Helemaal Niets
As is often the case when I haven’t been saying anything for awhile, I really haven’t had anything to say. And what I have had to say, I haven’t wanted to share.
I’ve been more than my fair share of paranoid lately, and my stress level is truly insane. I wake up at night, worrying.
3 a.m. and I lay awake fretting over flowers I haven’t watered, baseboards I haven’t dusted, phone calls I haven’t made, work I haven’t proofread, conversations I haven’t had. I worry about things I said that are taken the wrong way, things I forgot to say that needed saying. Things people said to me and what they meant, things I need to do that I forgot to put on the list of things I need to do. Things people are going to do to me, things they’re going to do that I have to fix. Things that are going to go wrong and how I am going to fix them. Big things, small things, everything. All of it useless, angering me because it’s taking up my time and brain and rest.

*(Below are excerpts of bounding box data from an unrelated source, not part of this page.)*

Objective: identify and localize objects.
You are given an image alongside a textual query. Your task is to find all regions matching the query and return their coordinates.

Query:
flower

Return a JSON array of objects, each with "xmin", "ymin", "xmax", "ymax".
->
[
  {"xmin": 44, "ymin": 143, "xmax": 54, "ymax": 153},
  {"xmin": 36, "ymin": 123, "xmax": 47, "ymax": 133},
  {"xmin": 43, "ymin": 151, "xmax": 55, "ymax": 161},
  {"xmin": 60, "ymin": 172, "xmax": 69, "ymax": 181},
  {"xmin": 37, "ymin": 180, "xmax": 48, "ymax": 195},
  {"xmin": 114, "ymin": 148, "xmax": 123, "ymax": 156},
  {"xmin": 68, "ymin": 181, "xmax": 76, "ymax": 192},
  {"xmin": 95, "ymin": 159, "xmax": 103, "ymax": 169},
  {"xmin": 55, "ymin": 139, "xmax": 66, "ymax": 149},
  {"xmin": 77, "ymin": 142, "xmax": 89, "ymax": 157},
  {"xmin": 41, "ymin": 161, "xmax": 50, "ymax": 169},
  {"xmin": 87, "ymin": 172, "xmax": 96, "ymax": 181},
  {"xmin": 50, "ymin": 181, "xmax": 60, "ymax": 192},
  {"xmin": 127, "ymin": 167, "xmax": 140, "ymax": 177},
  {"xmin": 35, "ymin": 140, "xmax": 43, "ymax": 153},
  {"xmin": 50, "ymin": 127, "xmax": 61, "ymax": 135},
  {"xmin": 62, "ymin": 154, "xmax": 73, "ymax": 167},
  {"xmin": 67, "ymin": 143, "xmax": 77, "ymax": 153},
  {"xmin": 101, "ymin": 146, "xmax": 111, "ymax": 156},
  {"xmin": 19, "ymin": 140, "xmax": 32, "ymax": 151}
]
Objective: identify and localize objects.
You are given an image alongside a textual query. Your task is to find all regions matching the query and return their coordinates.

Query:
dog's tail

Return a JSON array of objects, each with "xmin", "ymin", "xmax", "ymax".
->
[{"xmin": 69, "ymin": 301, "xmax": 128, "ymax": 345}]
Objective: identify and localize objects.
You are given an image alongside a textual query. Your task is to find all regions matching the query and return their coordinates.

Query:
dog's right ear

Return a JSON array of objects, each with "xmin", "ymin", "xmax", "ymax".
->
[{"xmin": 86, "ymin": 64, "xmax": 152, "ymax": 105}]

It seems as if all of my friends are in the middle of major life dramas; divorce, homelessness, joblessness, depression, money troubles, health troubles. The world is falling apart and everything’s going wronger by the minute. Nothing about me seems very meaningful in the face of that.
My own treadmill of worthless time-wasting work and worry keeps speeding forward, and my life is thrown away on the most useless things, in the most useless ways. I work nonstop for enough money to maintain a life that bores me beyond sanity, and I don’t know how to stop. I don’t see anything else that would be less boring, and I am afraid to let go of what I have for something even more useless. I’m sick and I am scared and I am lost. Everyone seems so much happier than I am, no matter what they’re doing. Why isn’t everyone else screaming?
See why I haven’t had much to share? What’s the point in putting more of this out there? Anyway, you know where I am if you need some Eeyore thrown at you.